Ainsi il proposé aux députés et sénateurs réunis en Congrès à Versailles de "retirer la nationalité française aux terroristes NÉS FRANÇAIS également citoyens d'un autre pays"; donc d'étendre l'application de la déchéance de nationalité aux binationaux "nés français" et d'inscrire cette possibilité, ainsi que l'inscription de l'état d'urgence, dans l'avant projet de loi constitutionnelle que le gouvernement a transmis au Conseil d'État. Et le président d'insister: "je dis bien même s'il est né français". Il faut le constater, sans le moindre esprit polémique : Nicolas Sarkozy ne s'est jamais autorisé pareille radicalité puisque, en réalité, François Hollande propose ni plus ni moins qu'une remise en cause du droit du sol, l'un des principes essentiels de notre construction républicaine. 

Sous le choc du 13 novembre, les principaux hiérarques de la gauche de gouvernement se sont d'abord abstenus de tout commentaire. Ils ont voulu se rassurer, misant sur le Conseil d'État pour contraindre François Hollande à ne pas donner une première entaille à une stricte application du droit du sol, ce "marqueur" de la gauche démocratique et républicaine. Et puis ils n'ont pu s'empêcher quelques commentaires. Le premier secrétaire du PS, Jean-Christophe Cambadélis, a convenu qu'il était "gêné" ; la Garde des sceaux, Christiane Taubira a fait fuiter qu'elle éprouvait un "haut le cœur" ;  le président de l'Assemblée nationale, Claude Bartolone, a estimé que "ce n'était pas une bonne mesure" ; et Martine Aubry, la maire de Lille, s'est contentée d'exprimer ses "doutes". Ce tir groupé a-t-il pour autant affecté le président ? Pas le moindre du monde, puisque son entourage s'est contenté d'expliquer que, dans la lutte contre Daech, Hollande s'interdit tout "tabou". La stricte application du droit du sol ramenée à l'état de... tabou... 
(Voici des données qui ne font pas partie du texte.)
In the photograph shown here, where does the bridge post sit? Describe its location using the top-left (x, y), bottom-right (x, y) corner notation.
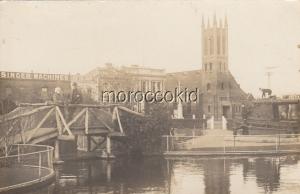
top-left (106, 135), bottom-right (111, 157)
top-left (87, 135), bottom-right (92, 152)
top-left (54, 139), bottom-right (60, 161)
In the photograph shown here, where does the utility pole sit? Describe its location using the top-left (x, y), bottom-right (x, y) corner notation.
top-left (266, 66), bottom-right (277, 89)
top-left (297, 44), bottom-right (300, 72)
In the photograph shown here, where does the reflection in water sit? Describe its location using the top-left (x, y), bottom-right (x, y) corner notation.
top-left (25, 155), bottom-right (300, 194)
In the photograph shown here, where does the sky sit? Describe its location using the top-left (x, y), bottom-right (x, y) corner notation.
top-left (0, 0), bottom-right (300, 96)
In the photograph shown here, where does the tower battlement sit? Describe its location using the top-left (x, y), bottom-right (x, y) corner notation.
top-left (202, 15), bottom-right (228, 72)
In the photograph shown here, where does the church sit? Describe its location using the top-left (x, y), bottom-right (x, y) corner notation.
top-left (165, 16), bottom-right (247, 120)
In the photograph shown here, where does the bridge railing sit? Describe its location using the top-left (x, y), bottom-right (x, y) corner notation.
top-left (0, 144), bottom-right (54, 193)
top-left (162, 134), bottom-right (300, 153)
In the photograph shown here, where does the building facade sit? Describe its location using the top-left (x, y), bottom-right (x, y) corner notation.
top-left (72, 63), bottom-right (166, 112)
top-left (0, 71), bottom-right (71, 113)
top-left (166, 16), bottom-right (247, 120)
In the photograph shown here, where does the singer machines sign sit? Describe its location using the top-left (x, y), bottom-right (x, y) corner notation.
top-left (0, 71), bottom-right (71, 103)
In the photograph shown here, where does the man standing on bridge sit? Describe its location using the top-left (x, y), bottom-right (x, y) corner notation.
top-left (69, 82), bottom-right (82, 119)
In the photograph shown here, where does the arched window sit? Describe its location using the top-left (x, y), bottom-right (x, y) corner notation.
top-left (209, 36), bottom-right (214, 54)
top-left (206, 83), bottom-right (210, 91)
top-left (217, 34), bottom-right (221, 55)
top-left (221, 82), bottom-right (224, 90)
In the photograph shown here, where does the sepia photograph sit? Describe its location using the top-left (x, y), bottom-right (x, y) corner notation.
top-left (0, 0), bottom-right (300, 194)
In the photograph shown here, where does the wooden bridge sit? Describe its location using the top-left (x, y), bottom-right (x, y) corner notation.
top-left (0, 104), bottom-right (142, 160)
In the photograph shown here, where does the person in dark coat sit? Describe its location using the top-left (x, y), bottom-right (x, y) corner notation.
top-left (70, 82), bottom-right (82, 104)
top-left (52, 87), bottom-right (65, 105)
top-left (68, 82), bottom-right (82, 120)
top-left (1, 94), bottom-right (17, 114)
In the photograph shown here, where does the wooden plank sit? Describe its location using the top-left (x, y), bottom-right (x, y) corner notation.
top-left (91, 111), bottom-right (114, 131)
top-left (118, 106), bottom-right (145, 117)
top-left (56, 106), bottom-right (73, 136)
top-left (55, 111), bottom-right (62, 135)
top-left (84, 108), bottom-right (89, 134)
top-left (115, 107), bottom-right (124, 133)
top-left (26, 108), bottom-right (54, 142)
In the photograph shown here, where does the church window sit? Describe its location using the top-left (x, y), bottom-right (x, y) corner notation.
top-left (204, 38), bottom-right (208, 55)
top-left (209, 37), bottom-right (214, 54)
top-left (206, 83), bottom-right (210, 91)
top-left (222, 35), bottom-right (225, 54)
top-left (217, 35), bottom-right (221, 55)
top-left (221, 82), bottom-right (224, 90)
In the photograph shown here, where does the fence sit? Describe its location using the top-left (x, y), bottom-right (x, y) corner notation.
top-left (0, 144), bottom-right (54, 193)
top-left (162, 134), bottom-right (300, 154)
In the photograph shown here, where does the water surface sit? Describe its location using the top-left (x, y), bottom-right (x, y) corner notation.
top-left (25, 155), bottom-right (300, 194)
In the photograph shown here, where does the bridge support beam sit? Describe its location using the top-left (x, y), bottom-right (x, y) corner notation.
top-left (53, 139), bottom-right (64, 164)
top-left (106, 136), bottom-right (111, 156)
top-left (101, 135), bottom-right (115, 159)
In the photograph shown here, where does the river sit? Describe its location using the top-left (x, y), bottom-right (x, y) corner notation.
top-left (25, 155), bottom-right (300, 194)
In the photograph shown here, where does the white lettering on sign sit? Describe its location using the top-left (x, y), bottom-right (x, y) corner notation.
top-left (0, 71), bottom-right (70, 81)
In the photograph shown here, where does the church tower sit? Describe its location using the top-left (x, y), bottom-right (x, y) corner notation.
top-left (202, 15), bottom-right (231, 120)
top-left (202, 15), bottom-right (228, 72)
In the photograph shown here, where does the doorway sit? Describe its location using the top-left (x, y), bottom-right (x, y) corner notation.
top-left (222, 105), bottom-right (230, 118)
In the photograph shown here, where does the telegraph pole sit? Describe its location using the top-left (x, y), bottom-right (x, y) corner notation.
top-left (297, 44), bottom-right (300, 72)
top-left (266, 66), bottom-right (277, 89)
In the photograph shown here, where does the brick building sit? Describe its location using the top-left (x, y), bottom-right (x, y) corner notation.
top-left (72, 63), bottom-right (166, 112)
top-left (166, 17), bottom-right (247, 120)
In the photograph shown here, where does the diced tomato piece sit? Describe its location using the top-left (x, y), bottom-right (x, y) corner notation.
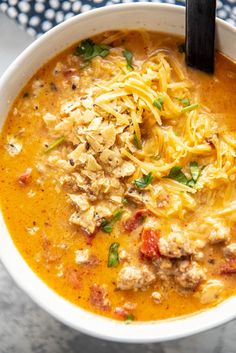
top-left (140, 228), bottom-right (160, 259)
top-left (220, 259), bottom-right (236, 275)
top-left (18, 168), bottom-right (32, 186)
top-left (89, 284), bottom-right (111, 311)
top-left (124, 209), bottom-right (149, 232)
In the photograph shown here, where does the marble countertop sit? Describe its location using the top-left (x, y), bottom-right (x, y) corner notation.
top-left (0, 14), bottom-right (236, 353)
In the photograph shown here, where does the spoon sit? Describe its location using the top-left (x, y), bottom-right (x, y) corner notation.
top-left (186, 0), bottom-right (216, 73)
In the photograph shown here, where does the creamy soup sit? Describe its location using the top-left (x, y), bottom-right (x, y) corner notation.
top-left (0, 31), bottom-right (236, 323)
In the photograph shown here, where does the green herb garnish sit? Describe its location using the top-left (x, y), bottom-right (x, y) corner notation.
top-left (175, 97), bottom-right (190, 107)
top-left (101, 209), bottom-right (124, 233)
top-left (44, 136), bottom-right (65, 153)
top-left (125, 314), bottom-right (134, 325)
top-left (178, 43), bottom-right (186, 54)
top-left (166, 161), bottom-right (204, 188)
top-left (107, 243), bottom-right (120, 267)
top-left (189, 161), bottom-right (201, 181)
top-left (152, 97), bottom-right (164, 110)
top-left (134, 133), bottom-right (142, 150)
top-left (181, 103), bottom-right (198, 113)
top-left (167, 166), bottom-right (188, 185)
top-left (134, 172), bottom-right (153, 189)
top-left (121, 197), bottom-right (129, 205)
top-left (123, 49), bottom-right (134, 71)
top-left (74, 39), bottom-right (111, 67)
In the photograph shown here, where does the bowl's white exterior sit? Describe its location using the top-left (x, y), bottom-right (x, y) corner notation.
top-left (0, 3), bottom-right (236, 343)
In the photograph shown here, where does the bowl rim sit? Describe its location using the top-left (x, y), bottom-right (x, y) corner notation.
top-left (0, 3), bottom-right (236, 343)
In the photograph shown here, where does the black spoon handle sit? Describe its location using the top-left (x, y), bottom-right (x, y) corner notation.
top-left (186, 0), bottom-right (216, 73)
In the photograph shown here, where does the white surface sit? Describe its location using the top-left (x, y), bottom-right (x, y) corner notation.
top-left (0, 4), bottom-right (233, 353)
top-left (0, 13), bottom-right (33, 76)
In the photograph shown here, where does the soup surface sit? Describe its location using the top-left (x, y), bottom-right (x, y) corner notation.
top-left (0, 31), bottom-right (236, 322)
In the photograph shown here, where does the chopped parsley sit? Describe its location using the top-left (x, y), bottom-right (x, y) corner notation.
top-left (189, 161), bottom-right (201, 182)
top-left (181, 103), bottom-right (198, 113)
top-left (123, 49), bottom-right (134, 71)
top-left (101, 209), bottom-right (124, 233)
top-left (175, 97), bottom-right (190, 107)
top-left (134, 133), bottom-right (142, 150)
top-left (107, 243), bottom-right (120, 267)
top-left (166, 161), bottom-right (204, 188)
top-left (44, 136), bottom-right (65, 153)
top-left (168, 166), bottom-right (188, 185)
top-left (74, 39), bottom-right (111, 68)
top-left (152, 97), bottom-right (164, 110)
top-left (121, 197), bottom-right (129, 205)
top-left (134, 172), bottom-right (153, 189)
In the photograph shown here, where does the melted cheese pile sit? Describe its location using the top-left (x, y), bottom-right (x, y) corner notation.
top-left (39, 34), bottom-right (236, 233)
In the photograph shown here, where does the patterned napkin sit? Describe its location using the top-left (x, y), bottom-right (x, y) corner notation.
top-left (0, 0), bottom-right (236, 36)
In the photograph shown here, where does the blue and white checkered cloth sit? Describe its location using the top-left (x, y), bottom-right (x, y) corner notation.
top-left (0, 0), bottom-right (236, 36)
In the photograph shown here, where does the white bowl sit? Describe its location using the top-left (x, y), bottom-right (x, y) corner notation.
top-left (0, 3), bottom-right (236, 343)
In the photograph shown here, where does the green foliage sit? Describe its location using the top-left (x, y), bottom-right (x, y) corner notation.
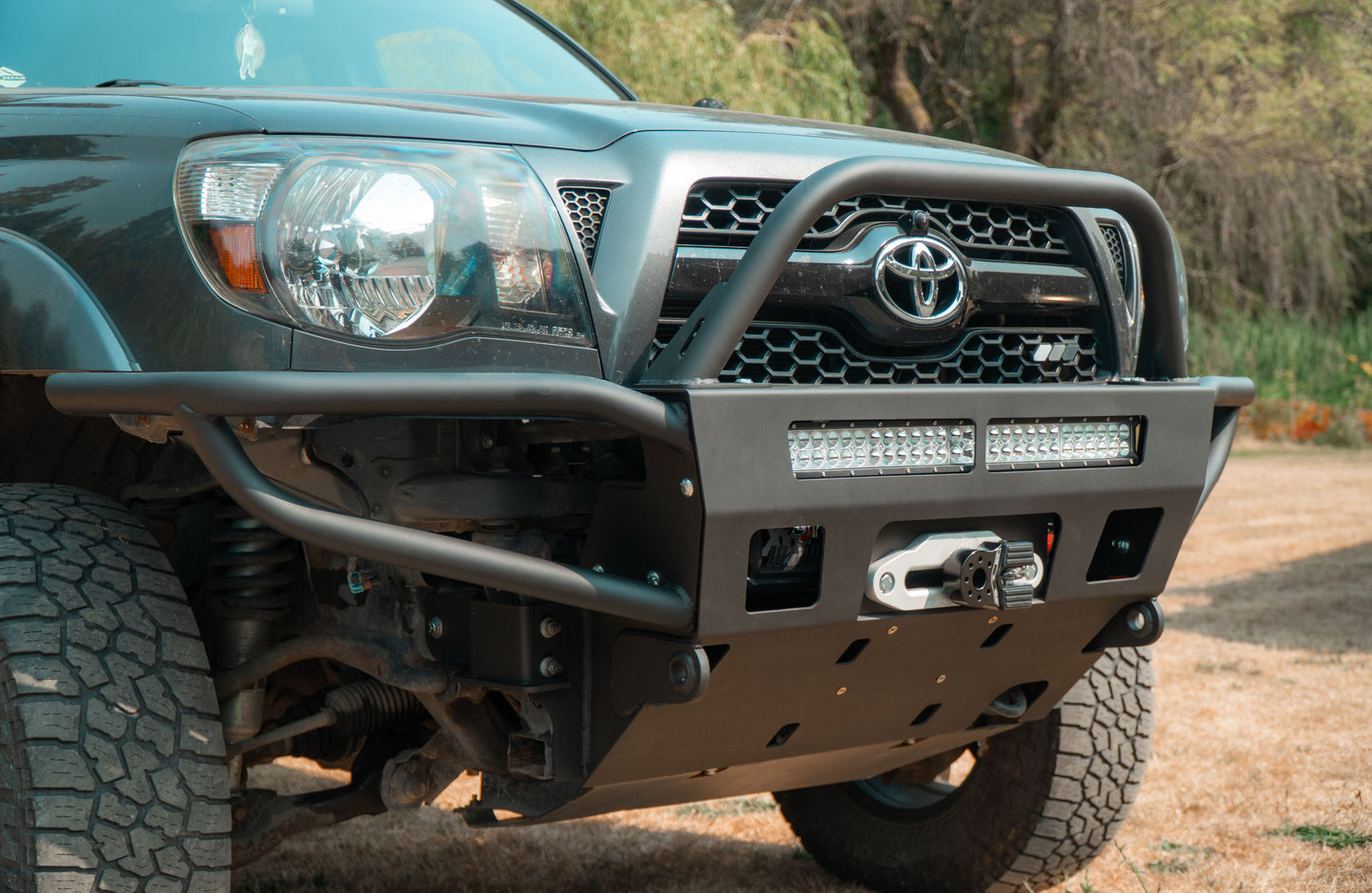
top-left (1268, 823), bottom-right (1372, 849)
top-left (537, 0), bottom-right (867, 123)
top-left (672, 797), bottom-right (778, 819)
top-left (1190, 309), bottom-right (1372, 408)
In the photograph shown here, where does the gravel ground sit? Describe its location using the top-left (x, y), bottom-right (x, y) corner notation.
top-left (235, 447), bottom-right (1372, 893)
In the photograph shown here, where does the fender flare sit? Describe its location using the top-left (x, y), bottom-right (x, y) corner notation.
top-left (0, 228), bottom-right (139, 373)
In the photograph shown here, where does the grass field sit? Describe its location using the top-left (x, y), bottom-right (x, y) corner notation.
top-left (235, 447), bottom-right (1372, 893)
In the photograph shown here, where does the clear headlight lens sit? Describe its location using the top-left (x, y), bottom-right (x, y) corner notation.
top-left (177, 137), bottom-right (592, 344)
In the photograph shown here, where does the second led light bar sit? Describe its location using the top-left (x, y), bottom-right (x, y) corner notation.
top-left (986, 416), bottom-right (1143, 472)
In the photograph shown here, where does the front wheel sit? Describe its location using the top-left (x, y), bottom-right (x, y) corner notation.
top-left (775, 648), bottom-right (1154, 893)
top-left (0, 484), bottom-right (229, 893)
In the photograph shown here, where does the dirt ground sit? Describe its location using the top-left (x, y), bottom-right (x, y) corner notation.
top-left (235, 447), bottom-right (1372, 893)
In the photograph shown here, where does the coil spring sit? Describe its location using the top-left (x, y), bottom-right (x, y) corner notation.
top-left (204, 506), bottom-right (298, 611)
top-left (203, 504), bottom-right (299, 670)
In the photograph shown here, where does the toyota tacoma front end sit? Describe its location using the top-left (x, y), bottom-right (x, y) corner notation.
top-left (0, 0), bottom-right (1252, 892)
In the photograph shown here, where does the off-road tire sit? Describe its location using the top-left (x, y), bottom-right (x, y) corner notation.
top-left (0, 484), bottom-right (231, 893)
top-left (775, 648), bottom-right (1154, 893)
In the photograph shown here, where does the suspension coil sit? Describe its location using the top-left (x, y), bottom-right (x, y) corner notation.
top-left (201, 504), bottom-right (300, 762)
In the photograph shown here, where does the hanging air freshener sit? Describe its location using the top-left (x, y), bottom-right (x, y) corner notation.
top-left (234, 19), bottom-right (266, 81)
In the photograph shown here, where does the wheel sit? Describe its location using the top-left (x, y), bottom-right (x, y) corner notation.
top-left (0, 484), bottom-right (231, 893)
top-left (775, 649), bottom-right (1154, 893)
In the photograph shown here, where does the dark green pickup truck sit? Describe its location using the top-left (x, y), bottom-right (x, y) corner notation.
top-left (0, 0), bottom-right (1252, 893)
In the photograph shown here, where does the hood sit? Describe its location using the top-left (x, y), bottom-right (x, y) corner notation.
top-left (136, 87), bottom-right (1032, 163)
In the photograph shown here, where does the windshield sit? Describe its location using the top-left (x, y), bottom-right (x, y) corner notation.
top-left (0, 0), bottom-right (623, 99)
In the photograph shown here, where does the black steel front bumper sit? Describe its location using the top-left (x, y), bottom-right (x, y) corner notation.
top-left (48, 371), bottom-right (1252, 636)
top-left (48, 373), bottom-right (1252, 820)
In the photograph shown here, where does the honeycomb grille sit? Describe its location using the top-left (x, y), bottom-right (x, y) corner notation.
top-left (678, 181), bottom-right (1073, 260)
top-left (653, 321), bottom-right (1109, 384)
top-left (1100, 222), bottom-right (1134, 294)
top-left (557, 186), bottom-right (610, 263)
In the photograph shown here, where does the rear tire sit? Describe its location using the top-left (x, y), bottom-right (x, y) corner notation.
top-left (0, 484), bottom-right (231, 893)
top-left (775, 648), bottom-right (1154, 893)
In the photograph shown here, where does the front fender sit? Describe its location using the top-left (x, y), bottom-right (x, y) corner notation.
top-left (0, 229), bottom-right (139, 373)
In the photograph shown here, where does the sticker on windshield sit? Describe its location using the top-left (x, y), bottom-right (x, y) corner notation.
top-left (234, 19), bottom-right (266, 81)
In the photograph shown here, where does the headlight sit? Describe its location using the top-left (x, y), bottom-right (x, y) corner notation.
top-left (176, 137), bottom-right (594, 344)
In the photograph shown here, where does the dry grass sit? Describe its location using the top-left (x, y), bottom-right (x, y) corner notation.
top-left (235, 447), bottom-right (1372, 893)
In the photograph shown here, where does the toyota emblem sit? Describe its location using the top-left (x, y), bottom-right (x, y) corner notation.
top-left (874, 236), bottom-right (968, 327)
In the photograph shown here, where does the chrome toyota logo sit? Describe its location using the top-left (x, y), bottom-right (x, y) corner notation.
top-left (875, 236), bottom-right (968, 325)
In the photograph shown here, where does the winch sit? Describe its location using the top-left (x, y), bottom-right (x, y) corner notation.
top-left (867, 531), bottom-right (1044, 611)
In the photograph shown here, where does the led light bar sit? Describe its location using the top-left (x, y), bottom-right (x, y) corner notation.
top-left (786, 420), bottom-right (977, 477)
top-left (986, 416), bottom-right (1143, 472)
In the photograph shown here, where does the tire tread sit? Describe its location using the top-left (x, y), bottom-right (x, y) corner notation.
top-left (0, 484), bottom-right (231, 893)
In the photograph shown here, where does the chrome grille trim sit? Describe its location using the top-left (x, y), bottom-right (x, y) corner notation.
top-left (651, 319), bottom-right (1110, 384)
top-left (678, 180), bottom-right (1073, 259)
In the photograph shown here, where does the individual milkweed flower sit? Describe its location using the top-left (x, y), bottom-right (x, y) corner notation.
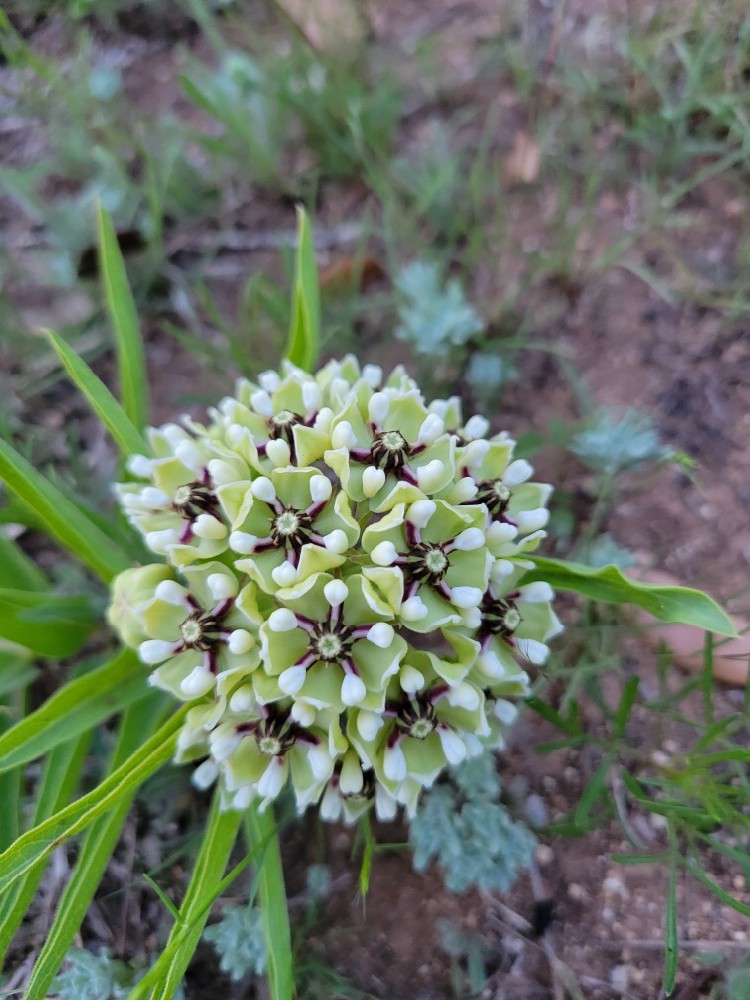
top-left (477, 567), bottom-right (562, 691)
top-left (229, 466), bottom-right (359, 594)
top-left (253, 573), bottom-right (407, 712)
top-left (109, 357), bottom-right (560, 822)
top-left (210, 366), bottom-right (332, 474)
top-left (348, 675), bottom-right (490, 799)
top-left (362, 499), bottom-right (492, 632)
top-left (458, 435), bottom-right (552, 534)
top-left (324, 388), bottom-right (456, 511)
top-left (320, 749), bottom-right (398, 826)
top-left (132, 563), bottom-right (262, 701)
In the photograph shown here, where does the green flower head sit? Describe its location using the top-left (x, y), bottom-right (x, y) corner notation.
top-left (109, 357), bottom-right (560, 823)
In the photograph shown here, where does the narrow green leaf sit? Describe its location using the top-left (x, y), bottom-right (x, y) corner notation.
top-left (0, 531), bottom-right (49, 590)
top-left (245, 804), bottom-right (294, 1000)
top-left (43, 330), bottom-right (148, 458)
top-left (519, 556), bottom-right (736, 636)
top-left (664, 850), bottom-right (680, 996)
top-left (0, 648), bottom-right (39, 697)
top-left (0, 439), bottom-right (132, 583)
top-left (0, 649), bottom-right (149, 772)
top-left (0, 704), bottom-right (20, 851)
top-left (286, 208), bottom-right (320, 371)
top-left (133, 794), bottom-right (242, 1000)
top-left (24, 691), bottom-right (161, 1000)
top-left (0, 733), bottom-right (91, 966)
top-left (0, 705), bottom-right (190, 892)
top-left (0, 588), bottom-right (96, 659)
top-left (127, 812), bottom-right (266, 1000)
top-left (359, 813), bottom-right (375, 899)
top-left (614, 677), bottom-right (640, 739)
top-left (98, 203), bottom-right (148, 430)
Qu'un tueur d'EI, né français et détenteur d'une autre identité, se voit déchu de sa nationalité française, voilà qui n'a pas pour lui la moindre importance. L'acte de le déchoir, en plus de le punir, s'il ne permet en rien de mieux assurer notre sécurité collective, n'en demeure pas moins hautement symbolique. Bien sûr, François Hollande, Manuel Valls, Bernard Cazeneuve et Jean-Yves Le Drian ne sont en rien liberticides ; certains ne manquent d'ailleurs pas de leur reprocher d'avoir pris trop tardivement conscience du danger djihadiste. Faut-il pour autant prendre le risque de rompre avec l'un de nos principes fondamentaux sans d'ailleurs en attendre le moindre bénéfice sécuritaire ? Non. Nous pensons que non.